Wouldn't checking the browser, ip etc on every page load slow the server down? I mean I have over 500 users online at once on my gaming site, right now they each have a key stored in the database which is md5(time+email+password). It never changes. Session stealing is pretty easy, but I've managed to secure my site against XSS. What do you think?
I've personally, have stored a key based off the session key which is encrypted into md5 and 512 and 256 an, will log both users out if the key is duplicated. Meaing no two users can have the same key. Not only this the key changes on every load. Making it almost impossible to hack. Using Ip is bad, as with php more then one person can actually have the same ip because of the router
It's sent every pageload, why would it be slower than a single db query? It's not just XSS btw - you can trick a user into typing a javascript: link and it would expose your cookies. Don't forget human retardism in addition to technical means. My webapps all have multiple keys (3 cookies) and change per pageload and there isn't much of an impact serverside.
I think it's just the session ID that's stored in a Cookie not the session information (normally), the actual session data is stored on the server as far as I know, this is why some auth systems and stuff can work with cookies disabled if there is a SID in the URL.

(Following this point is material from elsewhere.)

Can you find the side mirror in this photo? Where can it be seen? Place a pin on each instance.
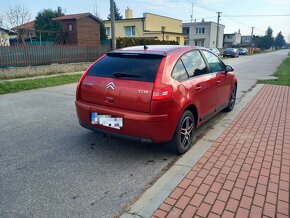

You are correct. The key is to validate session information as people move throughout your site, so my suggestion would be create a sess_check function that is called at the top of your pages to validate the info
Indeed, so as long as you dont store sensitive information in Cookies like passwords with no encryption your being fairly secure, also a good idea to check cookies havnt been stolen by checking the IP address in the cookie against the request if you can.